If a bed is available, the transfer center then pages the receiving on-call physician of the appropriate specialty, putting him or her on the line with the sending doctor. Those conversations are recorded, which Dr. Bierbaum says has helped with quality assurance, EMTALA protection and liability. Clearly, the system can’t function without the rapid response of medical staff. And getting all doctors on board, says Dr. Bierbaum, can be a challenge.

He first needed to convince subspecialists who receive on-call stipends that being on call meant responding to transfer patients, not just to patients admitted through Santa Rosa Memorial’s own ED.

“Transfer patients now make up one-quarter of our admissions through the ED,” Dr. Bierbaum notes. “So one-quarter of those on-call stipends is being paid for with transfer revenue.” He also argued that providing a service that smaller hospitals cannot supply is part of the hospital’s EMTALA responsibility.

And he structured an incentive that puts some subspecialist call pay at risk. “We created a quality metric related to providing access to needed care,” he explains. “We incentivize the doctors to improve that access by improving their acceptance rate of appropriate cases.” Admission to the hospital is not required, “only an affirmation to care for the patient in any appropriate venue.”

Hospitalist incentives
Another development that helped bring on-call subspecialists around: ensuring that the admissions work for nearly all transfers would be handled by the hospital’s intensivists or hospitalists.

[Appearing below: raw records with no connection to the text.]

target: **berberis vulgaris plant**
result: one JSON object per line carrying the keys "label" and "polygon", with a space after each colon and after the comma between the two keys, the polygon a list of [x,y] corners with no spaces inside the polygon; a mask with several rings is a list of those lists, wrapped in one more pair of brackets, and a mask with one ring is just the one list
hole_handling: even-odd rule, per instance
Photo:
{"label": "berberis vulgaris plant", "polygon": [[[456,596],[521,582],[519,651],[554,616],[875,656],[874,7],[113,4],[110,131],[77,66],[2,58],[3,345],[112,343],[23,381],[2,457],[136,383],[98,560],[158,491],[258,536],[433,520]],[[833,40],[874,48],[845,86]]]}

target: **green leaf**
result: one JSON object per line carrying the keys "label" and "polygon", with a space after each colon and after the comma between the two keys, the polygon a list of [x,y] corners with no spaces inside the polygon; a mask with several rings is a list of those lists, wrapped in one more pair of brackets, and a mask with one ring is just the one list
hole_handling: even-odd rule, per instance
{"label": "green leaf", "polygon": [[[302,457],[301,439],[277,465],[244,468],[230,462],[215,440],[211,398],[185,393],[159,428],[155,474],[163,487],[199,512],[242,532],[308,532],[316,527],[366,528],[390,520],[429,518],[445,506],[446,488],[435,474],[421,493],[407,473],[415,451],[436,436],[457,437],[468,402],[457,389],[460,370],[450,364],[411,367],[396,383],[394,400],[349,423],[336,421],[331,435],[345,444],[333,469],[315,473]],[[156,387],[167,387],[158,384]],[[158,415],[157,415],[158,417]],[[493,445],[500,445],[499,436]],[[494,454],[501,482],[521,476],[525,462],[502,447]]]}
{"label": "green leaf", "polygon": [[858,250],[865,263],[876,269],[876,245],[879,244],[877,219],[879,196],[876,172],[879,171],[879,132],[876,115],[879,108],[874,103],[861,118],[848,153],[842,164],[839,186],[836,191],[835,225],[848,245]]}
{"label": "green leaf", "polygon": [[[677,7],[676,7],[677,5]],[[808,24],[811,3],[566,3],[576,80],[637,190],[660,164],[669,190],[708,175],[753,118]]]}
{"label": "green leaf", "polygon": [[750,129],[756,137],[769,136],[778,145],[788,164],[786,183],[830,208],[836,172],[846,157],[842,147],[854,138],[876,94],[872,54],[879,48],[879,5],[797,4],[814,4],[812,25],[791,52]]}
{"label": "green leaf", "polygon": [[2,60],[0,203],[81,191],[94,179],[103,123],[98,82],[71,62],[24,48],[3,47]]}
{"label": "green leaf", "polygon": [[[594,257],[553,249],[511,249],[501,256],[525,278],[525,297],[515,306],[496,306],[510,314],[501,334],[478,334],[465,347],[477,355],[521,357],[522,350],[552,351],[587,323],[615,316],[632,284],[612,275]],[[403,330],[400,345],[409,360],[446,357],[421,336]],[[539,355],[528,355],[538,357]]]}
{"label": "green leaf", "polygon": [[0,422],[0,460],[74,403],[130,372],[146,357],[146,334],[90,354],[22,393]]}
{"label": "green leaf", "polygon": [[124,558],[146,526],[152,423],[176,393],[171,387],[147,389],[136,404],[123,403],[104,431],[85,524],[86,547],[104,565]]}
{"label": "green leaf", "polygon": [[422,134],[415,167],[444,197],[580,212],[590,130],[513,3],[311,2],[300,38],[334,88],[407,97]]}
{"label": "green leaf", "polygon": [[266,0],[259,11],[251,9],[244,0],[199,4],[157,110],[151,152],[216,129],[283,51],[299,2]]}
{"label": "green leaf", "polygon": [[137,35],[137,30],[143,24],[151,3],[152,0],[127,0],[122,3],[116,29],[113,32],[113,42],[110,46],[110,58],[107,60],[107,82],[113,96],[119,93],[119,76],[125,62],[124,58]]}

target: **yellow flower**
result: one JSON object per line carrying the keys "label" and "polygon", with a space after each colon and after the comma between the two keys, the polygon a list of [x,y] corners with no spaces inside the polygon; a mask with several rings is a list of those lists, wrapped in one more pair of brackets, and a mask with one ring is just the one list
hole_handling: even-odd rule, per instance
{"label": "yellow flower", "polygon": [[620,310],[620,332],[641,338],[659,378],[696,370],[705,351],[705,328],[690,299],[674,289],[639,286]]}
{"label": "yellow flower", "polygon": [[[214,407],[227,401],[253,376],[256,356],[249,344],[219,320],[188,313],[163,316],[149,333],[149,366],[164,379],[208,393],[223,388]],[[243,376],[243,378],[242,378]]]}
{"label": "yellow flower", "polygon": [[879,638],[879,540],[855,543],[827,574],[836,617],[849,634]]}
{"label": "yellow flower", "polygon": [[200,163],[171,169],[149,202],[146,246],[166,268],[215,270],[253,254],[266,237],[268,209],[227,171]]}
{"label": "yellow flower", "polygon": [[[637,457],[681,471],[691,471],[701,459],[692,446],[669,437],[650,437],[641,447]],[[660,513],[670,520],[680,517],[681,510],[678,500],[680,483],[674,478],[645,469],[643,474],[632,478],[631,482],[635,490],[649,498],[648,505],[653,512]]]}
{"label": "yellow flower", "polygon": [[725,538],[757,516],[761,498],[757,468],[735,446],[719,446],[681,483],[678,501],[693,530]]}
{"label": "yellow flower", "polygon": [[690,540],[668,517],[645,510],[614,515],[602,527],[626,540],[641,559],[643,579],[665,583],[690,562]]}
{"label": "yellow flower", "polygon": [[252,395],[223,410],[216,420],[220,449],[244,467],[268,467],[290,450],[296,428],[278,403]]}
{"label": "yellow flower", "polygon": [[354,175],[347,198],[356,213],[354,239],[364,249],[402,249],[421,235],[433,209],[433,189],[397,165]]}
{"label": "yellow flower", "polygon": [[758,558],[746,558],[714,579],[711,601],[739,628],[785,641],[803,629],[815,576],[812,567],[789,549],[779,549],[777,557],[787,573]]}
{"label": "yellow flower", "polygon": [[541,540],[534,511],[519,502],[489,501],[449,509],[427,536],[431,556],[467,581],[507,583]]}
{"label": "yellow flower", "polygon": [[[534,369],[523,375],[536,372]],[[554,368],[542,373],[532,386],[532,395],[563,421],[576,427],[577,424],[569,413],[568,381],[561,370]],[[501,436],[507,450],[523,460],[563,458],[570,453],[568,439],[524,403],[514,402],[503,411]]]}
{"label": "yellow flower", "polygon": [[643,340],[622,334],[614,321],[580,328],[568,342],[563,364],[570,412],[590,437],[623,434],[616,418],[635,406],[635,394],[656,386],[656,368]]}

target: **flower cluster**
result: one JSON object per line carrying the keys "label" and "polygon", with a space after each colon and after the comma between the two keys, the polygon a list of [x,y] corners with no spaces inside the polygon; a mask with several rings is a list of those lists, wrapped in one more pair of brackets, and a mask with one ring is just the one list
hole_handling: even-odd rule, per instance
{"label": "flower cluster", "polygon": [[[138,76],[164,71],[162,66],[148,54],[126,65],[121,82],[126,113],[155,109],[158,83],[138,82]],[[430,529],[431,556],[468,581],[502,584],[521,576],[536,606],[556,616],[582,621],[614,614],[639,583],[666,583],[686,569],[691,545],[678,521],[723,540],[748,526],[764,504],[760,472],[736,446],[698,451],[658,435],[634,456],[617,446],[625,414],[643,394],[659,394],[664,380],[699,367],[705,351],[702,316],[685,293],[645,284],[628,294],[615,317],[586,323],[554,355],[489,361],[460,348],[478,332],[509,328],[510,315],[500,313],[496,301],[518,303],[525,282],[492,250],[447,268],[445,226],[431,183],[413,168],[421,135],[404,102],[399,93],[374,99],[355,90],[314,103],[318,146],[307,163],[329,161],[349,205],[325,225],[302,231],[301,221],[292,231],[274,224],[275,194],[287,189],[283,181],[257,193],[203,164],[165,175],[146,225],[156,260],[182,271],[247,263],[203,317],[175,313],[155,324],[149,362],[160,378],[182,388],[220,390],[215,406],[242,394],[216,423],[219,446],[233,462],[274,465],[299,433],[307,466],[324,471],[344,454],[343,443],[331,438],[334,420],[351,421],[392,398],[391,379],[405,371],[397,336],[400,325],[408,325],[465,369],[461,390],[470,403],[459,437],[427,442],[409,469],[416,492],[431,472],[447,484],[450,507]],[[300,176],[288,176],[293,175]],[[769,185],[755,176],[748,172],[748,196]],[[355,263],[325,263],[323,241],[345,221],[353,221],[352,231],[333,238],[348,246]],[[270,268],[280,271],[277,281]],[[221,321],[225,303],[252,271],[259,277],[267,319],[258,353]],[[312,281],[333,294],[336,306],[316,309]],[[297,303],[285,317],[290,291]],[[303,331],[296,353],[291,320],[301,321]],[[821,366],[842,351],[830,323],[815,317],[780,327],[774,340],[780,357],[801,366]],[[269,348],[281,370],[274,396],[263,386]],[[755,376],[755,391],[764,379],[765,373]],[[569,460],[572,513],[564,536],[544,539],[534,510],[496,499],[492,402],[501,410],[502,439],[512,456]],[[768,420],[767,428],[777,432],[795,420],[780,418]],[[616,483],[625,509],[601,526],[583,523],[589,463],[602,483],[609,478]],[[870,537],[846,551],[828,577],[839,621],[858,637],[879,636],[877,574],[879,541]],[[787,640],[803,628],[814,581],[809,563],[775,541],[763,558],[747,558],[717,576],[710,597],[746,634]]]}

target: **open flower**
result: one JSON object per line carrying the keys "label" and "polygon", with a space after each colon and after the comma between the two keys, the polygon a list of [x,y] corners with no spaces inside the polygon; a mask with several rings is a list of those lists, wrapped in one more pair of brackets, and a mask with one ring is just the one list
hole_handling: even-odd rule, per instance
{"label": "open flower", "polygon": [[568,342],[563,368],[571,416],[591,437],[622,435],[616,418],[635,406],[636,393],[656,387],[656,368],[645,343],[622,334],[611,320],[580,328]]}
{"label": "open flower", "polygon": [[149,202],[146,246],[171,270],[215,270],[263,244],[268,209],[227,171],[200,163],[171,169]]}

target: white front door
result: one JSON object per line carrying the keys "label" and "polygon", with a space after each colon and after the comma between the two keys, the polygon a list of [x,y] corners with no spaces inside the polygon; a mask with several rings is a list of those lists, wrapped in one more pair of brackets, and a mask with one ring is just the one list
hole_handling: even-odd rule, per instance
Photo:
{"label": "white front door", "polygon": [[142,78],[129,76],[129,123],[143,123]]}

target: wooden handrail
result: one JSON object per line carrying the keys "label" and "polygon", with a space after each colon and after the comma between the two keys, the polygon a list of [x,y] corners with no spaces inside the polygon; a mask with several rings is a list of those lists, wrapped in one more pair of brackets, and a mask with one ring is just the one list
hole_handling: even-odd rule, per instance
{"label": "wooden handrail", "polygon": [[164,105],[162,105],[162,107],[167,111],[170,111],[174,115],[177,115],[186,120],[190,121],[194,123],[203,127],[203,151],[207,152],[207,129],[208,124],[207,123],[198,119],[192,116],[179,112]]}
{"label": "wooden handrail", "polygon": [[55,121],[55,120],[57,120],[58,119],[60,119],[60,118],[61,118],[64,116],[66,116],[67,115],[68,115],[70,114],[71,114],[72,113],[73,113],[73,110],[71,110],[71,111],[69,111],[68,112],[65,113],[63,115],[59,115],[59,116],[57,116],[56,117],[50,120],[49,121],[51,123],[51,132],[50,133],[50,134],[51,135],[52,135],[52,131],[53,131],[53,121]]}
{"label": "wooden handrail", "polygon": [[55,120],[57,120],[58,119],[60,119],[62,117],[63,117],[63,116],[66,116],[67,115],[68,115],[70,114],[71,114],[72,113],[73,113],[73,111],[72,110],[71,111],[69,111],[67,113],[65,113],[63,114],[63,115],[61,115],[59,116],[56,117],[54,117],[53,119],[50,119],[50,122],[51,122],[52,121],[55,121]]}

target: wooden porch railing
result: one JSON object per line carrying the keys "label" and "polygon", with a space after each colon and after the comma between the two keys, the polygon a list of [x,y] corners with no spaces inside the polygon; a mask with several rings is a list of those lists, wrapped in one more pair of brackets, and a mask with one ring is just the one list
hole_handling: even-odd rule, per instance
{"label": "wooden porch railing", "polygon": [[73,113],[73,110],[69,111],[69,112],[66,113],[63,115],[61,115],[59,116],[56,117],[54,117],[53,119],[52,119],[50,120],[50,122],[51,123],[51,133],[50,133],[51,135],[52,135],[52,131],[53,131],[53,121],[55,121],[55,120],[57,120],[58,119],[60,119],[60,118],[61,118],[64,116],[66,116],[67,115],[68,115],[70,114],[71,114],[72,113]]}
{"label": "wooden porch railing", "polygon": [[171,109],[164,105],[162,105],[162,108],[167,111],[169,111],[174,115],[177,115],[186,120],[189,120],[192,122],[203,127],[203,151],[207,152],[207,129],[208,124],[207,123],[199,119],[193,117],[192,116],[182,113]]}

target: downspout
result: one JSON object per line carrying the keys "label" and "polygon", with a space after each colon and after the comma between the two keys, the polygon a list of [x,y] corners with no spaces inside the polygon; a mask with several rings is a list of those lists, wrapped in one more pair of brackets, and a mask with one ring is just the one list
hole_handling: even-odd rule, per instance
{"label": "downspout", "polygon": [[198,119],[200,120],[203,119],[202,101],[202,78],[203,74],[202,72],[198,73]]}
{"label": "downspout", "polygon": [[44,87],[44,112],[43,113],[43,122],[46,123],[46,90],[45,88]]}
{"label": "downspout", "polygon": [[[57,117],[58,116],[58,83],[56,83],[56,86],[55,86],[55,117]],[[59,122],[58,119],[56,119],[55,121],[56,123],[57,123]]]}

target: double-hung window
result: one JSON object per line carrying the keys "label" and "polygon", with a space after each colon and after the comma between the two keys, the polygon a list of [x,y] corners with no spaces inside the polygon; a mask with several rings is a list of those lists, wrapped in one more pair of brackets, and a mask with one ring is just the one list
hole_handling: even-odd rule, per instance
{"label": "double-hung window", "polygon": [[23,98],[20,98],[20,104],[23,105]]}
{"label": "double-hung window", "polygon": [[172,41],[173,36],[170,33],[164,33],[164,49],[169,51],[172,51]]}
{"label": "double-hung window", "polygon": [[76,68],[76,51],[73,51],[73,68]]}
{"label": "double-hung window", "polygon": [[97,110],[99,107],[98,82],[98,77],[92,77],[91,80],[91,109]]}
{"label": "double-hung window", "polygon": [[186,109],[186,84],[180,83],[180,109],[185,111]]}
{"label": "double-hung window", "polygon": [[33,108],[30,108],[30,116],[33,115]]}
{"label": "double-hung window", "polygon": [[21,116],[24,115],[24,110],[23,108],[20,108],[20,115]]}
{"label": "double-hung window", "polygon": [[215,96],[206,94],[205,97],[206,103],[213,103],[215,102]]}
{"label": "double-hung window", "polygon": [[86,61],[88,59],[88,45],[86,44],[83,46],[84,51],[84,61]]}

At first, Dr. Bierbaum admits, the hospitalists pushed back. “We pointed out that the subspecialists had already been contacted and had agreed to take care of the patient, either emergently or by 9 a.m. the next morning,” he says. “So the hospitalists knew the subspecialists were on board.”

Regional referral revenue also funded a hospitalist swing shift. That allows day-time hospitalists to leave on time.

“You have to cultivate and reward regional behavior,” Dr. Bierbaum says. Along with the ED physicians, the hospitalists need to be the linchpin of a regional transfer program. “They’ve got to figure out a way to say ‘yes.’ ”

Phyllis Maguire is Executive Editor of Today’s Hospitalist.